But why do print on demand books have to be low quality? It’s actually a pretty genius idea. You order a book, an automated machine prints out a high quality book indistinguishable from a regular paperback, pops it into a box and it’s ready for shipping. You could probably print one in under 5 minutes, no fees to store the books, you could have 10 times the “published” authors.
I print books myself at home and have a lot of Amazon books lying around. What usually is the problem with Amazon printed books is that the author didn’t put in the extra time to get everything right. Professionally printed books for example use slightly gray letters on creme paper. Like for websites, this lowers the contrast and feels more natural for humans. Furthermore, many Amazon books are just poorly formatted. Text too big, margins too wide, cover misaligned with spine, text not justified properly, and things like that.
> Professionally printed books for example use slightly gray letters
This is simply an artefact of offset printing.

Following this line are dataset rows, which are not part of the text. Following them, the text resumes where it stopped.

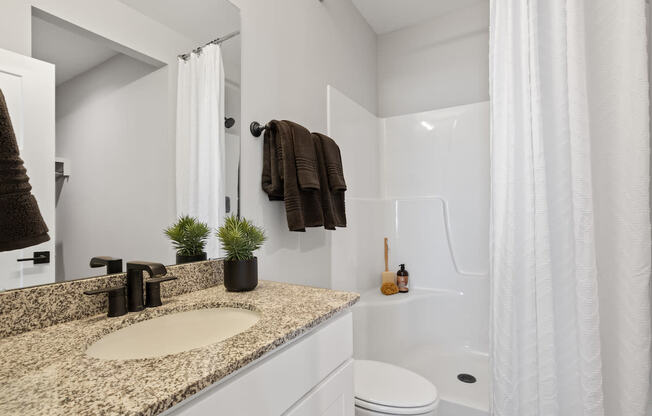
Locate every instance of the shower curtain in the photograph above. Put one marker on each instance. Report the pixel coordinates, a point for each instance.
(570, 216)
(200, 162)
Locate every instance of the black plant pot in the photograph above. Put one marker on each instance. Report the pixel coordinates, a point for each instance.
(241, 275)
(191, 259)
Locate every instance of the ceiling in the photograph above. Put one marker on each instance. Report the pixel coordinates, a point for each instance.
(389, 15)
(72, 53)
(201, 21)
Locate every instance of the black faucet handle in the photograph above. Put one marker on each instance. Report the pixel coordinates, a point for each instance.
(154, 269)
(117, 299)
(153, 290)
(113, 265)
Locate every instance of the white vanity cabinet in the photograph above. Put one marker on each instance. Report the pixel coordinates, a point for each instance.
(310, 376)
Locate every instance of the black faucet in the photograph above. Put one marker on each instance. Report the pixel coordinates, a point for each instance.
(135, 281)
(112, 265)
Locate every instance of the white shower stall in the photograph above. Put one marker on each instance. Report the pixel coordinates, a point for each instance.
(422, 180)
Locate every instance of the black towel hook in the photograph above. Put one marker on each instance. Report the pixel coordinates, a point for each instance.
(256, 128)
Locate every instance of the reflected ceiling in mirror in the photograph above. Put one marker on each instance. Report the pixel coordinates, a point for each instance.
(115, 150)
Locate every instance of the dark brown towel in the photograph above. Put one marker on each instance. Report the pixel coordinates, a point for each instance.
(290, 173)
(329, 154)
(21, 223)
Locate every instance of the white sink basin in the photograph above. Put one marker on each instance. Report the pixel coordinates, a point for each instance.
(172, 334)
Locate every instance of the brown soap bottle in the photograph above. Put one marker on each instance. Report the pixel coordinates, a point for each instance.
(402, 279)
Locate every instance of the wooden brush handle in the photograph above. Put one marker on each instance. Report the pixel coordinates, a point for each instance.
(386, 256)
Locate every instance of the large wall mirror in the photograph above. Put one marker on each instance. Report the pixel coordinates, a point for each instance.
(112, 185)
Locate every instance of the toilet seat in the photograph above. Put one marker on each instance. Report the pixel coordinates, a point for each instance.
(386, 388)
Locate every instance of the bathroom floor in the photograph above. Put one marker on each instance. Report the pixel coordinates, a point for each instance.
(442, 369)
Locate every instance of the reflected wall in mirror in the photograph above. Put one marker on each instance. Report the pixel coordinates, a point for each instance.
(114, 140)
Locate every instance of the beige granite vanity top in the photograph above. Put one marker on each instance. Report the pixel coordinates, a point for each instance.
(46, 372)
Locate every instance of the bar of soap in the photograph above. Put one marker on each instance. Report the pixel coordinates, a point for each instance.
(389, 288)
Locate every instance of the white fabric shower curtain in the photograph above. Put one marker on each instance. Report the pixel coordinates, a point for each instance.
(570, 217)
(200, 162)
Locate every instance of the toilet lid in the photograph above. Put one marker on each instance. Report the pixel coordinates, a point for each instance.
(381, 386)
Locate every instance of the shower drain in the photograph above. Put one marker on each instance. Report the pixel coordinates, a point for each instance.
(466, 378)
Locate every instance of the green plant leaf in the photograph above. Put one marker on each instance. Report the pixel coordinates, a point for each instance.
(188, 235)
(240, 238)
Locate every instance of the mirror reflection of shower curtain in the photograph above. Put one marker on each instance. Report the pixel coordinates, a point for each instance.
(200, 140)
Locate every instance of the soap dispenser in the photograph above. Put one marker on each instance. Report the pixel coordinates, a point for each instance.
(402, 279)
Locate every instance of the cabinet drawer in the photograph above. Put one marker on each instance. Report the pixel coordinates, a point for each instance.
(273, 383)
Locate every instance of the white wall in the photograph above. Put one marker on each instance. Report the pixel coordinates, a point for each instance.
(357, 250)
(291, 51)
(439, 63)
(121, 192)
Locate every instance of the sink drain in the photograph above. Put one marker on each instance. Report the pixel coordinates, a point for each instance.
(466, 378)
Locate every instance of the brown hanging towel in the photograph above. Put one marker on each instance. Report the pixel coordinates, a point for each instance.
(290, 173)
(335, 178)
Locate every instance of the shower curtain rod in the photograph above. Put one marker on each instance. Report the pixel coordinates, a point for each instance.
(217, 41)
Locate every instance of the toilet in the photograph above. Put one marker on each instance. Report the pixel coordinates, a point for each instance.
(383, 389)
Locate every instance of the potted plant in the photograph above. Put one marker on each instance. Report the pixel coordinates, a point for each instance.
(188, 237)
(240, 238)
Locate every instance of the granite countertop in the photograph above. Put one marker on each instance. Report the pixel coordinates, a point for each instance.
(46, 371)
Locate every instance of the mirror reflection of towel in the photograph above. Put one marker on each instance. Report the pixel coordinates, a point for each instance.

> Like for websites, this lowers the contrast and feels more natural for humans.
Text printed by an industrial laser printer on cream (or Natural Shade as it's called in the industry) paper looks discernibly crisper than what an offset printer produces.
> But why do print on demand books have to be low quality?
Because they're not fabricating any printing plates or using an actual printing press, or any technology that gets you a high quality result. A print on demand book is basically going to come out of an office laser printer, because that's the technology for low-volume printing.
Fwiw the quality of the print from the few letterpress books I own is worse than the print quality on a decent hardback.
Laser print quality today is on par with printing plates/offset printing, especially for just text.